In meiner Rezension des ersten Teils habe ich eben entdeckt, dass ich dachte hier handelt es sich um eine Dilogie...nein, es wird eine Trilogie und Band 3 wird im September dieses Jahres erscheinen. Und wer diese Trilogie beginnt, dem kann ich versprechen, dass er sicherlich genauso den letzten Band entgegenfiebern wird, wie ich.

Band 2 schließt dort an, wo Band 1 aufgehört hat. Die Autorin stellt die Charaktere zwar anfangs nochmals vor und geht auf einige Details aus dem ersten Teil ein, jedoch ist es sinnvoll mit dem ersten Teil anzufangen und danach "Aufbrauch in ein neues Leben" zu lesen. Und für Irene, als auch für Franz, ist es genau das, denn ihre Wege trennen sich.
In jeweils einem eigenen Handlungsstrang begleiten wir die beiden liebgewonnen Charaktere weiter. Im dritten Erzählstrang leiden wir mit Franz Mutter Pauline, die von ihrem Ehemann in die Irrenanstalt eingewiesen wurde. So kann er seine Frau kontrollieren und er hat eine bessere Möglichkeit ans Erbe zu kommen, das eigentlich Franz zusteht.
Irene versucht sich indessen mit Fränzel durchzuschlagen, sowie eine neue Bleibe und Arbeit zu finden. Dies erweist sich anfangs alles andere als einfach, bis sie eine Stelle als Nopperin in einer Tuchfabrik findet. Doch die Arbeitsbedingungen sind schlecht und der Lohn reicht kaum zum Überleben.

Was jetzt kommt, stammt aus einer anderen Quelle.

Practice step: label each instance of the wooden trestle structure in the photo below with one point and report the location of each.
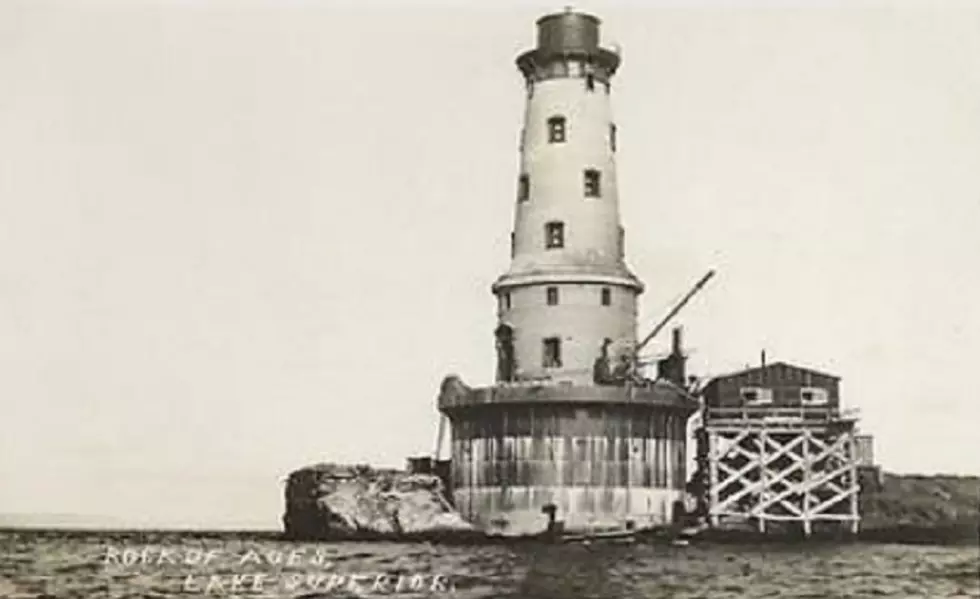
(788, 465)
(776, 451)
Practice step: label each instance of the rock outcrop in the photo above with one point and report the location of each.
(331, 501)
(907, 508)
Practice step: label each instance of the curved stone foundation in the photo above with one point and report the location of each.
(600, 465)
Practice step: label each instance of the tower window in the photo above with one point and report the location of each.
(523, 188)
(554, 235)
(593, 187)
(552, 353)
(556, 130)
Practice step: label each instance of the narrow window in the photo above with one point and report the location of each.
(552, 296)
(554, 235)
(812, 396)
(593, 186)
(552, 353)
(756, 395)
(523, 188)
(556, 130)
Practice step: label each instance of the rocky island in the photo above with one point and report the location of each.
(329, 502)
(339, 502)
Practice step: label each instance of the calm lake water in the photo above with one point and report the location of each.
(164, 565)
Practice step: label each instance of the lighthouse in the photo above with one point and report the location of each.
(569, 430)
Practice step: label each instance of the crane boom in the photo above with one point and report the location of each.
(660, 325)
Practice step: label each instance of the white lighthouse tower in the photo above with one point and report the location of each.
(568, 434)
(568, 289)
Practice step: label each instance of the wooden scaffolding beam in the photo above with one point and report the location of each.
(782, 474)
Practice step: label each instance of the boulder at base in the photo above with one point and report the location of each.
(331, 501)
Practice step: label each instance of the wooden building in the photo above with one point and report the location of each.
(775, 447)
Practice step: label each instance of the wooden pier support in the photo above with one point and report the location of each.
(780, 471)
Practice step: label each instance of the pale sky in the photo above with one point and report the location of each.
(240, 237)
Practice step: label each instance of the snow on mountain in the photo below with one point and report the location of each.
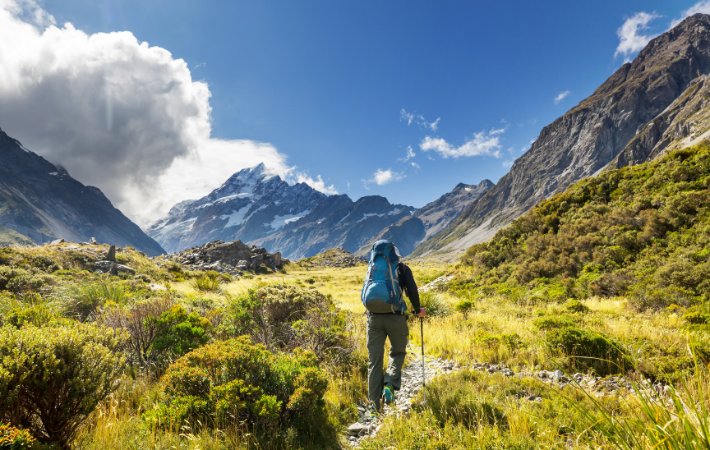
(251, 204)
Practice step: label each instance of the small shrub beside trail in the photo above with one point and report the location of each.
(235, 383)
(588, 350)
(284, 317)
(52, 378)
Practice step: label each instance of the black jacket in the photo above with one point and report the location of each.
(406, 280)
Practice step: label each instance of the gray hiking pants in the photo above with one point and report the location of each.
(379, 328)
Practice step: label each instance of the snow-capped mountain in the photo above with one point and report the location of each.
(251, 204)
(336, 222)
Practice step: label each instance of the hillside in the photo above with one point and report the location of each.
(594, 133)
(411, 231)
(641, 231)
(41, 202)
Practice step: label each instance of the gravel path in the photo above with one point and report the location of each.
(435, 367)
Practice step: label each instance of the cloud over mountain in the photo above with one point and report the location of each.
(117, 113)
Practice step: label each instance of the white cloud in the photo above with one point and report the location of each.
(700, 7)
(482, 143)
(630, 38)
(318, 184)
(434, 125)
(561, 96)
(382, 177)
(410, 154)
(117, 113)
(418, 119)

Die eingeflochteten historischen Fakten ziehen sich wie schon im ersten Band durch die Geschichte. Marie Lacrosse hat sich im zweiten Teil vorallem der Ausbeutung der Arbeiter und der Industralisierung gewidmet. Als Leser erhält man Einblick in die Arbeitswelt der Textilherstellung und kann sich kaum vorstellen unter welchen Bedingungen Frauen und Männer, als auch Kinder, damals arbeiten mussten. Besonders Kinder wurden bei den gefährlichen Maschinen eingesetzt, denn der Lohn für die Erwachsenen reicht kaum um über die Runden zu kommen. Obwohl Kinderabeit bis zu einem gewissen Alter verboten ist, kümmert sich kaum jemand darum, denn jede Münze mehr im Geldbeutel bedeutet Essen.
Diese Zeit war auch der Beginn der Gewerkschaften, die sich gegen die unmenschlichen Methoden und Grausamkeiten der Arbeitgeber zu wehren begannen. Mit Josef Hartmann lernt Irene einen dieser Männer kennen, die sich für die Rechte der Arbeiter einzusetzen versuchen.

Aber auch bei Franz auf dem Weingut ist nicht alles eitel Sonnenschein. Immer wieder gibt es Streitereien, bis Franz sich vom Vater und der Heimat abwendet. Als Sohn einer Französin fühlte er sich schon immer mehr als Franzose, anstatt als Deutscher. Durch die Besetzung des Elsasses durch die Preußen gerät er jedoch wieder in einem Konflikt, der ihn in große Gefahr bringen kann.
Obwohl sich Franz anfangs vom Weingut abwendet, erfährt der Leser in diesem zweiten Teil mehr über den Weinanbau und auch den Versuch Eiswein herzustellen. Da ich selbst in der Nähe eines Weinbauangebietes wohne, war mir Eiswein bekannt, denn auch dieser wird bei uns in der Wachau erzeugt.
Die Abläufe auf dem Weingut werden ebenso interessant dargestellt, wie die Versuche menschliche Bedingungen in den Textilfabriken zu erlangen. Die Autorin hat wie üblich eine akribische Recherche betrieben, die diese Zeit des Umbruchs wunderbar lebendig werden lässt.

Im dritten Erzählstrang, der sich um Pauline dreht, erlebt man als Leser Methoden, die in der Psychatrie eingesetzt werden, die einem sprachlos zurücklassen. Ob es Pauline schafft zu überleben und die Anstalt wieder verlassen kann, müsst ihr selbst lesen.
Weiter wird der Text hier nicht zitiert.